Tuesday, 10 August 2010

Maps - What Now


We are in UK this week on grandparent duty. Our son and his wife are expecting their second child, and we have returned to help out with their first child for a week or two. So there has been very little wargaming.

On the other hand the enforced separation from our wargames room and library has given me plenty of time to think – never a good idea!

I have finally finished the tactical maps for Spain.
Spain and Portugal

First the strategic map for Spain, showing the area covered by the two tactical maps.

Eastern Spain

Eastern Spain covers the area from the French border down to Valencia. This area was held by Marshal Suchet right through the 1813 campaign and only vacated when Wellington’s victory at Vitoria drove King Joseph out of Spain and forced Suchet to follow suit.

Western Spain

Western Spain covers the area from Madrid to Bayonne. This was the area of Wellington’s masterful 1813 campaign.

Those of you who have been paying attention will know that I discovered ProFantasy, and started on these maps, after about a year of running my 1813 campaign on hand drawn maps. The aim was to replace my hand drawn maps with these must nicer ProFantasy ones.

This was my aim, but after a week of enforced (Wargame) idleness I am not so sure. I have now printed all six tactical maps on A4 paper, and find that the detail is too small to use with ease. So I am now considering producing four maps for each of the six tactical maps. This would give me much more detail on each map.

But it gets worse.

Having studied the hard copies of the maps I have come to realise that my campaign strategy would have been much different had I been using these maps.

First there is much more correct geographical detail on these maps than my earlier ones.

Then the road system is more historical based than adapting a modern road map. I started by plotting one town in each 20-mile square. I then put in the major rivers. Finally I added the mountain ranges.
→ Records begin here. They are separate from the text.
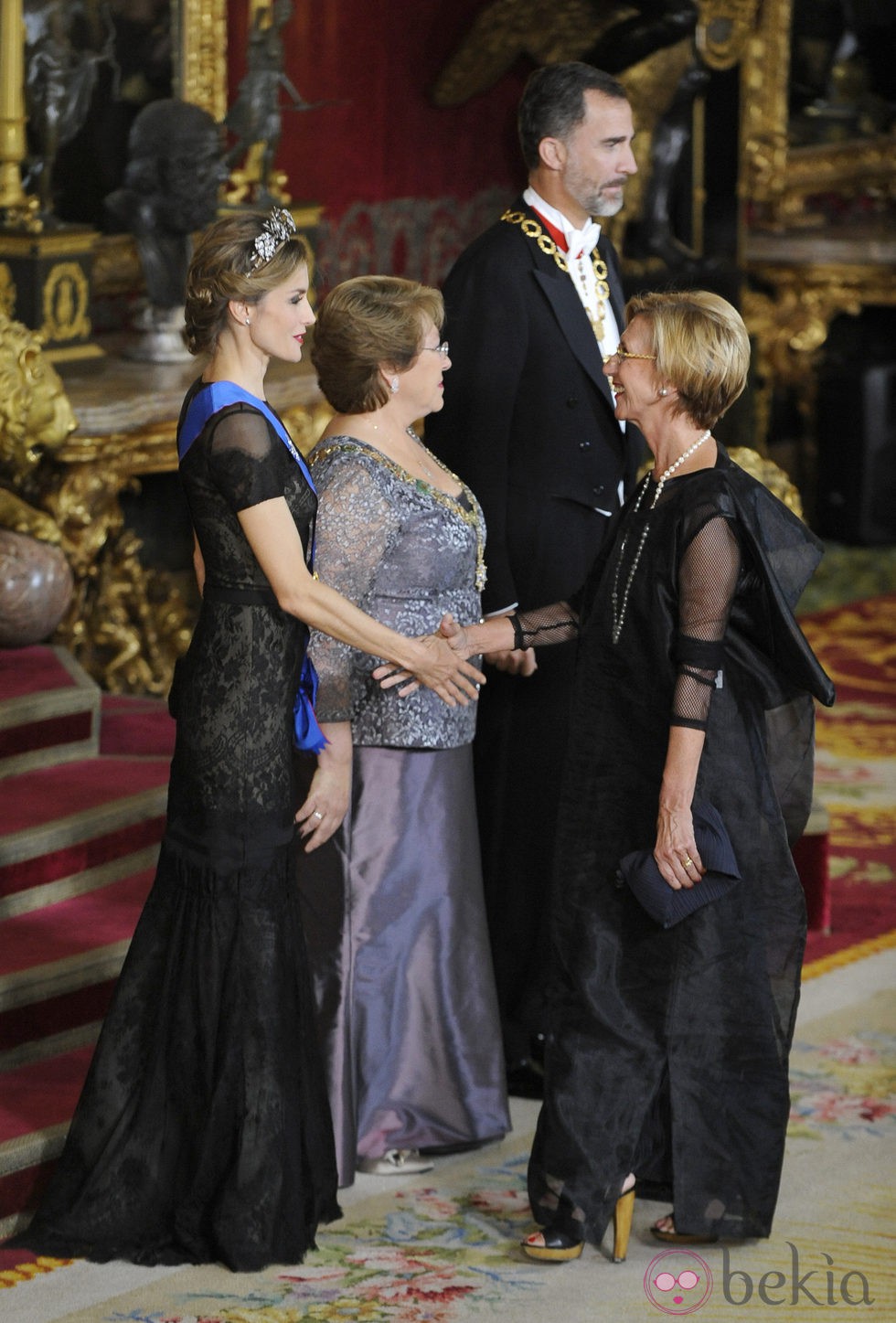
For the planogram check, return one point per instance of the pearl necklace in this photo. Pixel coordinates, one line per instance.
(620, 609)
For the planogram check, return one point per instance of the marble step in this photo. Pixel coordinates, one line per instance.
(49, 710)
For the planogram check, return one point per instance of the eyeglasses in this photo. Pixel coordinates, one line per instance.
(666, 1281)
(624, 354)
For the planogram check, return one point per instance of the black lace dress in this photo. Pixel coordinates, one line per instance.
(203, 1131)
(667, 1053)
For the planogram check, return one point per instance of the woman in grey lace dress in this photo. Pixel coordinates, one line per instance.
(392, 902)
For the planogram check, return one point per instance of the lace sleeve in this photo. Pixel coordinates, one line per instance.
(707, 580)
(546, 624)
(355, 524)
(249, 462)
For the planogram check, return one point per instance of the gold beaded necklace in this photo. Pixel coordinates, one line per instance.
(534, 230)
(472, 517)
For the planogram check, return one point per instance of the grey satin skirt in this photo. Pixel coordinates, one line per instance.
(396, 930)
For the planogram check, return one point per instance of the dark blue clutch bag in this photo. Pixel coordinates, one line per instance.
(662, 902)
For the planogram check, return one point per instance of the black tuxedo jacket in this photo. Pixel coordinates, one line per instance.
(528, 414)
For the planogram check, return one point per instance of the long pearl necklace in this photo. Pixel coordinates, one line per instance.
(620, 607)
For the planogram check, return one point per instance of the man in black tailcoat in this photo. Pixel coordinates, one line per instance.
(534, 305)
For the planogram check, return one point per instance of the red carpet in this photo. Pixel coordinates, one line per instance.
(855, 777)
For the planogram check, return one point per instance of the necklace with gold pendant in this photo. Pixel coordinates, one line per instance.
(534, 230)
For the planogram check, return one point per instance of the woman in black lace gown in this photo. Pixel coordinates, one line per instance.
(203, 1131)
(667, 1056)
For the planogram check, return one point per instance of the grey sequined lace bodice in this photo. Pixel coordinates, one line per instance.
(405, 553)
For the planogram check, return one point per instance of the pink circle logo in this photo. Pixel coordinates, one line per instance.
(677, 1281)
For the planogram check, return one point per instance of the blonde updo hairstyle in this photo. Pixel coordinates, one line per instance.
(367, 323)
(701, 348)
(221, 270)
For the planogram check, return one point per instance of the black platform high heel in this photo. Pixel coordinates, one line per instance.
(559, 1245)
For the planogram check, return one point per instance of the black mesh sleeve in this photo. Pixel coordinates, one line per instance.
(706, 581)
(546, 624)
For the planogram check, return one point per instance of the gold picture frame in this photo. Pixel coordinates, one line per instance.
(201, 59)
(200, 76)
(777, 177)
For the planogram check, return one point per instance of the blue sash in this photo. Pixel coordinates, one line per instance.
(208, 401)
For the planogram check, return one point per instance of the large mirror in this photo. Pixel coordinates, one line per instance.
(121, 55)
(816, 106)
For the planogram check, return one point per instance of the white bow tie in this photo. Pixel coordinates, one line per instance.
(584, 240)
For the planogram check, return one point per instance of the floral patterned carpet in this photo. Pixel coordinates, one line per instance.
(443, 1248)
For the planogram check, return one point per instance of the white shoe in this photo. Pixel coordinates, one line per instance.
(396, 1162)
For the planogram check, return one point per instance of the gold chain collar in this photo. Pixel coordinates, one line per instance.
(534, 230)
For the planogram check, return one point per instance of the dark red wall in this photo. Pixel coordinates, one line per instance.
(383, 138)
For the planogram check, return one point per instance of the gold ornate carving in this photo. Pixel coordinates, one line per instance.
(67, 299)
(723, 29)
(6, 290)
(201, 27)
(789, 311)
(35, 414)
(778, 177)
(769, 474)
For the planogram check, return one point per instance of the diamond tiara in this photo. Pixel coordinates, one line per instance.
(277, 229)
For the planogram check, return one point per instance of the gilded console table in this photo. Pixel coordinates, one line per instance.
(129, 624)
(798, 282)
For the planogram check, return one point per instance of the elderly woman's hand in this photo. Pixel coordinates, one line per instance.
(441, 666)
(331, 787)
(677, 851)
I then made a new map with only the major cities such as Berlin, Dresden, Kassel, Koln, Strasbourg, Munich and Vienna. Main roads, in red, linked these major cities.

I then added minor cities such as Amsterdam, Hamburg, Ratisbon and Luxemburg. Minor roads in yellow linked these to each other and to the main roads. I found that pretty well all of the medium sized towns were covered by these two road systems.

Finally I added a third road system to represent very minor roads over difficult terrain such as mountain ranges.

All of this detail means that lines of attack, and communication, automatically follow the historical ones. And more important they make small towns or villages important because they mark critical road junctions.

All of this has made me want to refight the 1813 campaign from scratch. But it seems a shame to lose all the work I have done on my current campaign. Particularly as I am very happy with the wargames they have produced.

So now I am pondering two options.

First rewrite the history of the 1813 campaign to date, using the new maps. And carry on with the current campaign once I have done so.

Second abandon the 1813 campaign and start a new one. It might be the historical 1814 campaign, or a new 1814 campaign where Napoleon has drawn at Leipzig. Or it might be 1812 when the Austrians, Prussians and Russians declared war on Napoleon before he could invade Russia.

Like I said earlier. It is never a good idea to have too much spare time to think. Just a few weeks ago I was perfectly happy with my 1813 campaign and the way it was developing. But with the evidence of my new maps in front of me it is becoming very difficult to accept that my current campaign is the best I can do.

And this is one of the great advantages of running the campaign on a blog. Were I running the 1813 campaign for just Jan and I, I could just scrap the whole thing without a second thought. But having gone public on the blog I feel a certain responsibility to anyone out there, no matter how few you may be, who are following it.

It will be interesting, for me if not for you, to see where this review will end up.